To solve the problem, we need to find the value of \( \lambda \) given that the polars of the points \( (x_1, y_1) \) and \( (x_2, y_2) \) with respect to the hyperbola \( \frac{x^2}{a^2} - \frac{y^2}{b^2} = 1 \) are at right angles.
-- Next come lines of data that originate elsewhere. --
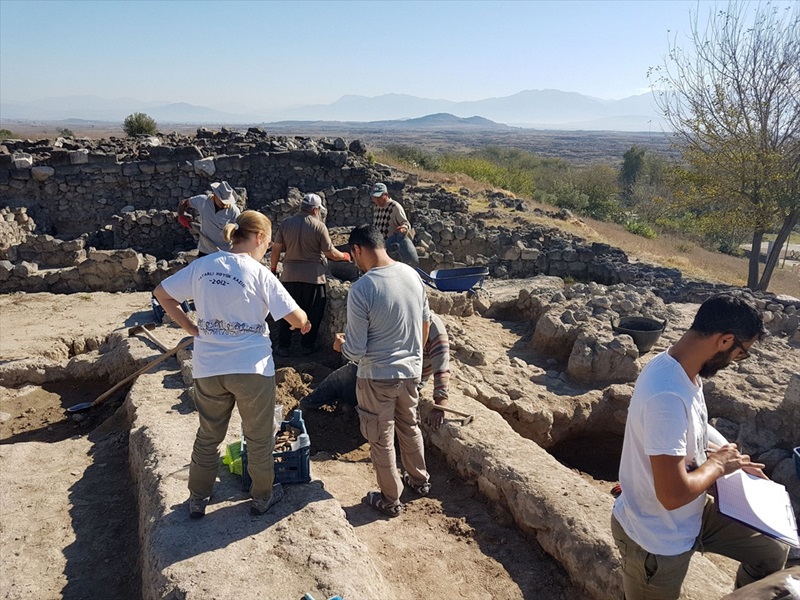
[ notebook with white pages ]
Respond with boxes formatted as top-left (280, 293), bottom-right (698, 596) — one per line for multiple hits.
top-left (714, 469), bottom-right (799, 548)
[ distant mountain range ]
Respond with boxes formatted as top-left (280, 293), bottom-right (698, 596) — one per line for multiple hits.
top-left (269, 113), bottom-right (514, 131)
top-left (0, 89), bottom-right (665, 132)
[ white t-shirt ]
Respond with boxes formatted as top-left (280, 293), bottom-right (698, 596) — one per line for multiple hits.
top-left (612, 349), bottom-right (709, 555)
top-left (160, 251), bottom-right (298, 378)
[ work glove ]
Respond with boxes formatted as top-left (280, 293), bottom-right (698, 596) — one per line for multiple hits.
top-left (341, 252), bottom-right (351, 262)
top-left (177, 215), bottom-right (192, 230)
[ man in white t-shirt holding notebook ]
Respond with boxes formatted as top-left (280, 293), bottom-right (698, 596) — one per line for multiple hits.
top-left (611, 294), bottom-right (789, 599)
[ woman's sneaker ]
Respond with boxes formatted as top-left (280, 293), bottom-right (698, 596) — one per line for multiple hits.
top-left (250, 484), bottom-right (284, 516)
top-left (188, 495), bottom-right (210, 519)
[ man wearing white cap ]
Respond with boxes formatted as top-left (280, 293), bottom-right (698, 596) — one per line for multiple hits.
top-left (177, 181), bottom-right (241, 256)
top-left (270, 193), bottom-right (351, 356)
top-left (370, 182), bottom-right (419, 267)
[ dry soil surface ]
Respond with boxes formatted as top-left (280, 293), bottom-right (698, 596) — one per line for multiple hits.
top-left (0, 292), bottom-right (583, 599)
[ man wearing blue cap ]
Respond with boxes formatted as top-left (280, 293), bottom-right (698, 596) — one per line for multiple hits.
top-left (370, 182), bottom-right (419, 267)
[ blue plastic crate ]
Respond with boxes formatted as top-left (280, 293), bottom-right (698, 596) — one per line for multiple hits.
top-left (241, 409), bottom-right (311, 490)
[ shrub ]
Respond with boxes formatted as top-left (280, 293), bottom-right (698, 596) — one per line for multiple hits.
top-left (439, 155), bottom-right (535, 198)
top-left (123, 112), bottom-right (158, 137)
top-left (624, 219), bottom-right (658, 239)
top-left (383, 145), bottom-right (441, 171)
top-left (58, 127), bottom-right (74, 137)
top-left (552, 182), bottom-right (589, 213)
top-left (0, 128), bottom-right (14, 140)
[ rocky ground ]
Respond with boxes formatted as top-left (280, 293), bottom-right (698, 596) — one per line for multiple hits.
top-left (0, 282), bottom-right (798, 599)
top-left (0, 292), bottom-right (582, 600)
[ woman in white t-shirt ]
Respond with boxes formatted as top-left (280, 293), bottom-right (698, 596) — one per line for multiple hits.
top-left (154, 210), bottom-right (311, 518)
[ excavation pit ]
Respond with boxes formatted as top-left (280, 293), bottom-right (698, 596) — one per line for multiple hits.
top-left (549, 432), bottom-right (624, 484)
top-left (0, 378), bottom-right (130, 443)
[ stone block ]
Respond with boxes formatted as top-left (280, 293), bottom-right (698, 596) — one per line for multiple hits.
top-left (13, 261), bottom-right (38, 276)
top-left (193, 157), bottom-right (215, 177)
top-left (69, 149), bottom-right (89, 164)
top-left (148, 146), bottom-right (174, 162)
top-left (173, 145), bottom-right (203, 162)
top-left (578, 248), bottom-right (595, 262)
top-left (521, 248), bottom-right (540, 261)
top-left (88, 152), bottom-right (117, 165)
top-left (499, 243), bottom-right (522, 261)
top-left (567, 329), bottom-right (640, 385)
top-left (321, 151), bottom-right (347, 168)
top-left (31, 167), bottom-right (56, 181)
top-left (48, 149), bottom-right (70, 167)
top-left (13, 153), bottom-right (33, 169)
top-left (215, 154), bottom-right (242, 171)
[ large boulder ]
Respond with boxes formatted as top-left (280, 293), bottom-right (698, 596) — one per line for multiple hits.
top-left (567, 328), bottom-right (640, 385)
top-left (530, 310), bottom-right (581, 361)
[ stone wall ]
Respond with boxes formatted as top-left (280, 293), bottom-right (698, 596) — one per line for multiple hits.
top-left (0, 130), bottom-right (374, 238)
top-left (111, 209), bottom-right (195, 260)
top-left (0, 207), bottom-right (35, 258)
top-left (1, 131), bottom-right (797, 332)
top-left (0, 248), bottom-right (163, 294)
We are also given the equation \( x_1 x_2 b^4 + a^4 y_1 y_2 = \lambda \). ### Step-by-Step Solution: 1. **Write the equations of the polars**: The polar of the point \( (x_1, y_1) \) with respect to the hyperbola is given by: \[ \frac{xx_1}{a^2} - \frac{yy_1}{b^2} = 1 \] Similarly, the polar of the point \( (x_2, y_2) \) is: \[ \frac{xx_2}{a^2} - \frac{yy_2}{b^2} = 1 \] 2. **Find the slopes of the polars**: The slope of the first polar can be derived from the equation: \[ \frac{yy_1}{b^2} = \frac{xx_1}{a^2} - 1 \implies y = \frac{b^2}{a^2} \cdot \frac{x_1}{y_1} x + \frac{b^2}{y_1} \] Thus, the slope \( m_1 \) of the first polar is: \[ m_1 = \frac{b^2}{a^2} \cdot \frac{x_1}{y_1} \] Similarly, for the second polar: \[ m_2 = \frac{b^2}{a^2} \cdot \frac{x_2}{y_2} \] 3. **Use the condition for perpendicular lines**: Since the polars are at right angles, we have: \[ m_1 \cdot m_2 = -1 \] Substituting the expressions for \( m_1 \) and \( m_2 \): \[ \left(\frac{b^2}{a^2} \cdot \frac{x_1}{y_1}\right) \cdot \left(\frac{b^2}{a^2} \cdot \frac{x_2}{y_2}\right) = -1 \] Simplifying this gives: \[ \frac{b^4 x_1 x_2}{a^4 y_1 y_2} = -1 \] 4. **Rearranging the equation**: From the above equation, we can rearrange it to find: \[ b^4 x_1 x_2 + a^4 y_1 y_2 = 0 \] This implies: \[ b^4 x_1 x_2 = -a^4 y_1 y_2 \] 5. **Identify \( \lambda \)**: We are given that: \[ x_1 x_2 b^4 + a^4 y_1 y_2 = \lambda \] From our previous result, we know that \( b^4 x_1 x_2 + a^4 y_1 y_2 = 0 \). Therefore: \[ \lambda = 0 \] ### Final Answer: Thus, the value of \( \lambda \) is: \[ \lambda = 0 \]